In September 2002, Abramoff suggested to one of his associates placing $500,000 in client funds with the national center because the group ``can direct money at our discretion, anywhere if you know what I mean."

That morning Abramoff wrote Ridenour: ``I might have $500K for you to run through NCPPR. Is this still something you want to do?" Ridenour was enthusiastic: ``Yes, we would love to do it."

Ridenour did not respond to requests for comment on the Senate committee report or the e-mails released with it.

Tax law specialists said that it is impermissible for a tax-exempt organization to act as a pass-through for money destined for private business purposes.

Norquist's relationship with Abramoff's gambling clients began in 1995 when Congress was considering taxing tribal casinos.

Abramoff, then a newly registered lobbyist with Preston Gates & Ellis, e-mailed a colleague that Norquist was willing to fight a tax opposed by another of his clients -- a beverage company -- if the firm became ``a major player with ATR." Abramoff suggested the firm donate $50,000 to the group.

``What is most important however is that this matter is kept discreet," Abramoff said in an e-mail on Oct. 24, 1995. ``We do not want the opponents to think that we are trying to buy the taxpayer movement."

The following year, according to the Senate committee report, the Choctaw tribe donated $60,000 to ATR to oppose a tax on Indian casinos.
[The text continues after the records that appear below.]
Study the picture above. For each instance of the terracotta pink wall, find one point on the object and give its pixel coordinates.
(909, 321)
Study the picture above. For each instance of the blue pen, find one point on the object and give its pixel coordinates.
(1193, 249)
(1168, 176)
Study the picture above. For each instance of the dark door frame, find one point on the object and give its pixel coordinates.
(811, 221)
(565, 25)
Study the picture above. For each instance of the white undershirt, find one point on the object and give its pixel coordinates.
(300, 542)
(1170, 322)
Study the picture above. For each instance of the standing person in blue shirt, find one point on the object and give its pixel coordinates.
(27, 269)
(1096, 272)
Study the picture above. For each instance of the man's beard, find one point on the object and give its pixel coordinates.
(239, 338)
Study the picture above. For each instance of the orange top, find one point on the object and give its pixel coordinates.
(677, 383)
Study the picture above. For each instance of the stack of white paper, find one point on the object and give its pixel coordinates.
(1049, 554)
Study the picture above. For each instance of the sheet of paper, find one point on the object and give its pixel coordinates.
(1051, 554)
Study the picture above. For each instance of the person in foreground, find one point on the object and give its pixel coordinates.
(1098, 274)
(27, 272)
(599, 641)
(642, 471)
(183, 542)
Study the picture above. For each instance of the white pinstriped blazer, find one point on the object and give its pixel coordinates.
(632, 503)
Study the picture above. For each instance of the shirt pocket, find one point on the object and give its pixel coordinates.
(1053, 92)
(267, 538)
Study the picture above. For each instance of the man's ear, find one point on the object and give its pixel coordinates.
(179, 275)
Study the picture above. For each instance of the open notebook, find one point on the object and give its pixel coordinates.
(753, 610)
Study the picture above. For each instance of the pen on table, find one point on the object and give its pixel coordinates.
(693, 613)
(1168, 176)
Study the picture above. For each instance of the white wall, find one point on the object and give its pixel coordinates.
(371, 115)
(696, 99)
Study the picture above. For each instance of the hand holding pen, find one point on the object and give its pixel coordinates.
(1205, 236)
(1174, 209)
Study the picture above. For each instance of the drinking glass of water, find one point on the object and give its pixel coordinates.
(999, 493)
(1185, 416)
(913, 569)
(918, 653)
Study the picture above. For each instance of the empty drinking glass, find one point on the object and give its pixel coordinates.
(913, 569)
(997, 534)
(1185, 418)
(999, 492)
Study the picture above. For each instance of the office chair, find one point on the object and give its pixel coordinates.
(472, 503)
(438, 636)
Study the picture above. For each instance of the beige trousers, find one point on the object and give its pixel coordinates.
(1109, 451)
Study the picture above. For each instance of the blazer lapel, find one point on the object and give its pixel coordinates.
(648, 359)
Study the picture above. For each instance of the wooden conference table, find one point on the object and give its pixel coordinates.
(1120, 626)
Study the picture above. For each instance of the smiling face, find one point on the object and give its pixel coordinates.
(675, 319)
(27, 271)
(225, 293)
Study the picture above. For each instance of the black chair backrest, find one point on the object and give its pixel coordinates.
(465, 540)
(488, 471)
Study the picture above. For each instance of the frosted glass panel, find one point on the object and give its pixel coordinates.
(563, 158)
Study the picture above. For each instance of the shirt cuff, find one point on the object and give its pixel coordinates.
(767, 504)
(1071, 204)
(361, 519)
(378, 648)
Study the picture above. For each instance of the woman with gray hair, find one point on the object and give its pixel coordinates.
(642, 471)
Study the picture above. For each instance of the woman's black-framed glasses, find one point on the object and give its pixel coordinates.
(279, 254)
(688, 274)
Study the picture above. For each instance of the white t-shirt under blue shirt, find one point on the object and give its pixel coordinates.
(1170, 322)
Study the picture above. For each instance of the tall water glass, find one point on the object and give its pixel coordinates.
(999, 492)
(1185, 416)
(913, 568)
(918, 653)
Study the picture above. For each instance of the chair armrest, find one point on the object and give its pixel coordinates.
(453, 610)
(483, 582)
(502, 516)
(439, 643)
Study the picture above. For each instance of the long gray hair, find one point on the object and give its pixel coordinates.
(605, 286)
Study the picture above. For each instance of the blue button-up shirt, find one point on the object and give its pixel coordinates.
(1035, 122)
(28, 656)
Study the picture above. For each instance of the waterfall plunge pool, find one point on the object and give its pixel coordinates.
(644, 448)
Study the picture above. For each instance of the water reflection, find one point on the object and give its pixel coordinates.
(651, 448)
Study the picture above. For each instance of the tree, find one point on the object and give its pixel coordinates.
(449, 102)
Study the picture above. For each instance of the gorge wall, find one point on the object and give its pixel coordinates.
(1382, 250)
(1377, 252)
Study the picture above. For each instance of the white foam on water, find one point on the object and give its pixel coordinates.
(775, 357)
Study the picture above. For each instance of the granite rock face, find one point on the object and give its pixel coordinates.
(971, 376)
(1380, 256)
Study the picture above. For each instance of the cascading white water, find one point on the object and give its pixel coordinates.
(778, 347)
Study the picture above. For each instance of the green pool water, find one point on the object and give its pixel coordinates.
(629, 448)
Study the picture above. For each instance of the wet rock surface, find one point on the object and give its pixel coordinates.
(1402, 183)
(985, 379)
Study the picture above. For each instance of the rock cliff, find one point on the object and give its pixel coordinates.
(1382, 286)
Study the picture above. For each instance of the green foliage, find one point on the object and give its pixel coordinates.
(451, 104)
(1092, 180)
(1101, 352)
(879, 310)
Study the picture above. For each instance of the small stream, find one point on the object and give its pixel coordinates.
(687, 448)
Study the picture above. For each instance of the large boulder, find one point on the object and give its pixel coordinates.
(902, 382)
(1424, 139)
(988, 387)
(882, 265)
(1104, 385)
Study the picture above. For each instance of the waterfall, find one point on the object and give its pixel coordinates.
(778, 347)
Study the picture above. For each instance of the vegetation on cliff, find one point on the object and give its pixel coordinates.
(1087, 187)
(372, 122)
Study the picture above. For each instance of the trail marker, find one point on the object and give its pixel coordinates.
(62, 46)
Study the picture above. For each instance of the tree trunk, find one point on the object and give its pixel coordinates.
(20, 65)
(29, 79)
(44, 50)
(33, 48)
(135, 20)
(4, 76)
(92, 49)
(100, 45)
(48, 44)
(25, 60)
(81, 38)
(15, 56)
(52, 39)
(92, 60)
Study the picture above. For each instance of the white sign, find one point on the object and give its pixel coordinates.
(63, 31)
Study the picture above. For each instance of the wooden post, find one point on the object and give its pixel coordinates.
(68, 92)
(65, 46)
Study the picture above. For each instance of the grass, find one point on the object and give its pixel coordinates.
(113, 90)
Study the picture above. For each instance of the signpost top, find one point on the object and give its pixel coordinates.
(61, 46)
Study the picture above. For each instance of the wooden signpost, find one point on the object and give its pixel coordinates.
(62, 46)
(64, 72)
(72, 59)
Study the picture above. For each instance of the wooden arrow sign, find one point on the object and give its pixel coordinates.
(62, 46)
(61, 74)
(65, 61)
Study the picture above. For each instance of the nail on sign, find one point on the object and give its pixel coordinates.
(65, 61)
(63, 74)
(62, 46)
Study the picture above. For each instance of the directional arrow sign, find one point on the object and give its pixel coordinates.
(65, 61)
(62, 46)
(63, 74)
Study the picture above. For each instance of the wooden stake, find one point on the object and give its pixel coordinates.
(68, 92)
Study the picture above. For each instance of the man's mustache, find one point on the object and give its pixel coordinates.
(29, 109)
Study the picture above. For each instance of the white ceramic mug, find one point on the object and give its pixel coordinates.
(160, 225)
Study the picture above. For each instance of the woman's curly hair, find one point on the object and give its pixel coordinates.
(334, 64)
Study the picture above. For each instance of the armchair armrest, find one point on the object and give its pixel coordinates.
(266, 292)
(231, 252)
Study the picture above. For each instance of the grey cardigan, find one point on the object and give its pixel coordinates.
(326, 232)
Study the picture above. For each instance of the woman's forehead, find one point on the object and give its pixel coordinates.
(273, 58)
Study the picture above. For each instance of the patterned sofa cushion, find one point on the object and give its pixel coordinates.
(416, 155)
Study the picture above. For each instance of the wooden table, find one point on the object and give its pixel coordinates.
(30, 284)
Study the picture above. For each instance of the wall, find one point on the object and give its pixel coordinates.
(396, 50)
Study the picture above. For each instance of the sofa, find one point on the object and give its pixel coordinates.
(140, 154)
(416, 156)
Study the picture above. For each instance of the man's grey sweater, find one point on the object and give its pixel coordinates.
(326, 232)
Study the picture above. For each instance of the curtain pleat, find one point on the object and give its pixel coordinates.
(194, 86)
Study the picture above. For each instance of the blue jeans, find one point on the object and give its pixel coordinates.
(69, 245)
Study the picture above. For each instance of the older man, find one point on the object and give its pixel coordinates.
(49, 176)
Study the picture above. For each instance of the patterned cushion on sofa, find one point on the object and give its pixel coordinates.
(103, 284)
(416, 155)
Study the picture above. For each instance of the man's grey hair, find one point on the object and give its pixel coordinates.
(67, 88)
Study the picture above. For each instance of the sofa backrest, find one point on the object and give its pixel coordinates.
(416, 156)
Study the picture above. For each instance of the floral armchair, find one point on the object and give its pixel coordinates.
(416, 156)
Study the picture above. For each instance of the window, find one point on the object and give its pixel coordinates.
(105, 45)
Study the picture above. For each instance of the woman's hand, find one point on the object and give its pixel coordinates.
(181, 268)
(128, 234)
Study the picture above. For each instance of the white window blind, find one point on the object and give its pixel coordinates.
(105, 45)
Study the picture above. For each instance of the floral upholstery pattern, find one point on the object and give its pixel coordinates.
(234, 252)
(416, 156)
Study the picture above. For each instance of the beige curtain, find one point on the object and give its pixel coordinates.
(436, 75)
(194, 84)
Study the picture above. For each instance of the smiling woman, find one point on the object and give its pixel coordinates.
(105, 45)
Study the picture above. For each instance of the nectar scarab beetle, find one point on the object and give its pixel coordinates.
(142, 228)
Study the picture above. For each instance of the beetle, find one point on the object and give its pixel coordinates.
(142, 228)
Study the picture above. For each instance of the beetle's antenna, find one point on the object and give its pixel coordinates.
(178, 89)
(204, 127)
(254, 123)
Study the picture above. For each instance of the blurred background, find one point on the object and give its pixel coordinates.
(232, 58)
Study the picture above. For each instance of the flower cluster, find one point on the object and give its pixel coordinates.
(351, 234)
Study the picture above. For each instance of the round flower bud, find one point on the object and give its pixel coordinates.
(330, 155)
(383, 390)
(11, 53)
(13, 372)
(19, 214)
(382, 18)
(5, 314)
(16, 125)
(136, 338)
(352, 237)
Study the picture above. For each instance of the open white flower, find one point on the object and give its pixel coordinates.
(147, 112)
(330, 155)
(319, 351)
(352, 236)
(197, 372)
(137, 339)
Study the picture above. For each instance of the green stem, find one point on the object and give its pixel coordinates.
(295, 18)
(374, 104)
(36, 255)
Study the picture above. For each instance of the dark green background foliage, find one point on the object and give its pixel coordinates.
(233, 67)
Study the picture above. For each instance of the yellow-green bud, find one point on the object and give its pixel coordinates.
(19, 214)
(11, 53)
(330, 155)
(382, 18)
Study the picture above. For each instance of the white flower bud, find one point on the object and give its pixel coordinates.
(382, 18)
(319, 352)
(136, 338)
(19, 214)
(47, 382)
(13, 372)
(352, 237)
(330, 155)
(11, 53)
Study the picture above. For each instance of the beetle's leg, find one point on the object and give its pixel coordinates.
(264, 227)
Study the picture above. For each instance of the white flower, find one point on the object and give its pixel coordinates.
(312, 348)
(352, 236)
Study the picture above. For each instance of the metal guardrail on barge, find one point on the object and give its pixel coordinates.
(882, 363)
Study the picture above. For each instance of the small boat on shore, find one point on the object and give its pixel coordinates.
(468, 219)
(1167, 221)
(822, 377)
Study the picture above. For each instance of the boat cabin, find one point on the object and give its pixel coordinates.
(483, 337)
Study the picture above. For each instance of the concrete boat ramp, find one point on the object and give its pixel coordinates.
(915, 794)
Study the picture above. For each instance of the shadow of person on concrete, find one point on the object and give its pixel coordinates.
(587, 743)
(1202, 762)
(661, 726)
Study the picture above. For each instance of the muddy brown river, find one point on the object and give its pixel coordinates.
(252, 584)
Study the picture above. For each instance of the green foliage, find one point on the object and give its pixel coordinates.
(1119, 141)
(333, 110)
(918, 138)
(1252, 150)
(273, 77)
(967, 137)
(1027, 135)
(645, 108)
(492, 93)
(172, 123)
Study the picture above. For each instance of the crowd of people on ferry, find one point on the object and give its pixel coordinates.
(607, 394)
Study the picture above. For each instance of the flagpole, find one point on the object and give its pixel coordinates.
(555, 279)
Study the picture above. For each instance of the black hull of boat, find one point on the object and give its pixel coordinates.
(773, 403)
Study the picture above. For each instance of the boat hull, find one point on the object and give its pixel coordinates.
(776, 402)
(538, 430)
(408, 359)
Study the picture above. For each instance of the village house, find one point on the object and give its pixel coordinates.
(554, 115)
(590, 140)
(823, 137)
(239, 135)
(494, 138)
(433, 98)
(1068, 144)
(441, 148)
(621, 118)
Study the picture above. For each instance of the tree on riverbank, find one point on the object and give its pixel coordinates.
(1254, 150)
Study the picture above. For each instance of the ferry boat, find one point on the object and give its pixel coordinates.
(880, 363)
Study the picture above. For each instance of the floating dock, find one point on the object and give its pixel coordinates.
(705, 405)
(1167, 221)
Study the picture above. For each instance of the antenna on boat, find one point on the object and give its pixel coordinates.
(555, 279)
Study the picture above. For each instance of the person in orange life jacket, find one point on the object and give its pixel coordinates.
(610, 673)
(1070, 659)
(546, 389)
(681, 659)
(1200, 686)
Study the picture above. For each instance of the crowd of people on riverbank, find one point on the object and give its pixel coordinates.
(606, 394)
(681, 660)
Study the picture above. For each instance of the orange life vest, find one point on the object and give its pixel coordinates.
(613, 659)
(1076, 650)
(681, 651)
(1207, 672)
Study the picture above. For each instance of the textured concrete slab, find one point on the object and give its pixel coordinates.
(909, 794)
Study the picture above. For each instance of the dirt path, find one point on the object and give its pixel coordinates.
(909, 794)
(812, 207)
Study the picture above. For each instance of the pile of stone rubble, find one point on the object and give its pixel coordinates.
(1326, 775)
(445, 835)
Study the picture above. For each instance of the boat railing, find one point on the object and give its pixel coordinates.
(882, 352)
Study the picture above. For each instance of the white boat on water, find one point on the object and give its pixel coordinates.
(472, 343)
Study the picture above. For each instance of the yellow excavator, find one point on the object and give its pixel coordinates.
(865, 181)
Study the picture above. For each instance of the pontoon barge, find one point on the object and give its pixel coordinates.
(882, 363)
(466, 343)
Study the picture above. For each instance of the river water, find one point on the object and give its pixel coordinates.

By 1999, the organization was getting large sums of Choctaw money.

All told in 1999, the Choctaws gave ATR $1.15 million, most of which the organization passed on to Reed's for-profit political consulting company, Century Strategies, and Christian antigambling groups working to defeat a state lottery in Alabama.

Norquist said in the Post interview that the Choctaw tribe originally wanted ATR to direct the antilottery campaign, but his organization decide that it would be better to assist Christian groups already fighting the lottery.

Choctaw representative Nell Rogers told Senate Indian Affairs Committee investigators that ATR ``was not involved and was not considering getting involved in any efforts the Choctaw ultimately paid Reed and others to oppose," the committee reported. ``Rogers told the committee staff that she understood from Abramoff that ATR was willing to serve as a conduit, provided it received a fee," the report said.

Rogers said the tribe had a long relationship with Americans for Tax Reform and assumed that the fee ``would simply be used to support the overall activity of ATR."

Abramoff, however, grew annoyed at the amount that Norquist took off the top before sending the money on, e-mails show. ``Grover kept another $25 k!" Abramoff wrote in a February 2000 note to himself.